HW 4: Data Types
Due by 11:59 PM on Sunday, April 4, 2021
Instructions
- Download the .Rmd template used for this homework
here - After completing the questions, upload both the .RMD and .pdf OR .HTML files to Canvas.
- Use tidyverse functions wherever possible.
Grading Rubric
| Question.Part: | Points | Topic |
|---|---|---|
| 1.1 | 1 | Load data using correct function and a relative path |
| 1.2a | 1.5 | Fix 5 factors |
| 1.2b | 1.5 | Fix CrimeDate and CrimeTime |
| 1.3 | 1 | Fix variable names |
| 1.4 | 1 | Fix duplicate rows |
| 1.5a | 1 | Find unique levels |
| 1.5b | 1.5 | Correct forcats function |
| 1.6 | 1.5 | Correct lubridate extraction function |
| 1.7a | 1 | Correct ggplot aes() |
| 1.7b | 1 | Correct geom and arguments |
| 1.7c | 1 | Correct orientation and faceting |
| 1.7d | 1 | Reasonable explanation |
| 1.8a | 1.5 | Correct factor reordering |
| 1.8b | 1 | Production ready plot |
| 1.9a | 1 | Correct Filtering |
| 1.9b | 1.5 | Correct day of week extraction with labels |
| 1.9c | 1 | Correct order |
| Total | 20 |
Baltimore City Crime Data:
-
Download the Baltimore City Crime dataset:
baltimore_crime.csv. This data was originally available at this URL, but it has since been moved. Use a readr function to load the data. -
Review the data and fix variable types.
- Make sure you convert
CrimeCode,Description,Inside/Outside,Weapon, andDistricteach to factors,- You can change col_types in your
read_csv()function and / or usingmutate().

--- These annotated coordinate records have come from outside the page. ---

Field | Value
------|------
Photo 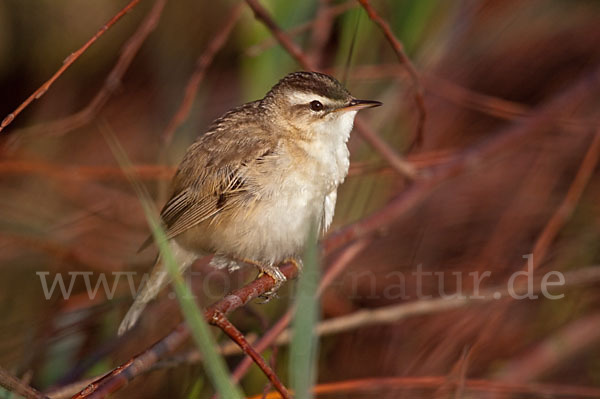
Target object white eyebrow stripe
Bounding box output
[288,92,332,105]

- You can change col_types in your
- Parse
CrimeDateandCrimeTimeinto date and time (or period) objects usinglubridatefunctions. - hint: There will be parse failure dialogue if you didn’t declare
quiet = TRUE. That’s okay.
- Make sure you convert
-
Fix non-standard variable names
- Use a “_” to replace the “/” or " " in the three non-standard variable names
- Show the new names of the dataframe columns
-
Fix duplicate rows
- Are there any duplicate rows?
- Remove them from the current data frame
-
Fix different codings for variables
- Find the unique levels for Inside_Outside.
- It appears there are two different coding systems in place.
- Use a
forcatsfunction to update the data frame to use a single coding system with the values Inside, Outside, andNA. - hint: there is more than one option here, but it may help to think about renaming or collapsing the levels
- Find the unique levels for Inside_Outside.
-
Find the hour of each crime
- From the
CrimeDateTimevariable, create a new variable calledCrimeHourwith the extracted hour that the crime occurred.
- From the
-
Reproduce the following plot. (hint:
geom_histogram())- By looking at it, which hour of the day has the most inside crime and which has the most outside crime.
- Think about how data might get entered and speculate on the cause for the mid-day spike

-
Reorder the
Descriptionvariable by total frequency of occurrence. Create a presentation-ready plot that shows the Description on one axis and the count of occurrences on the other axis. -
Which days of the week has the most homicides in Baltimore? list all 7 labeled days in descending order by count.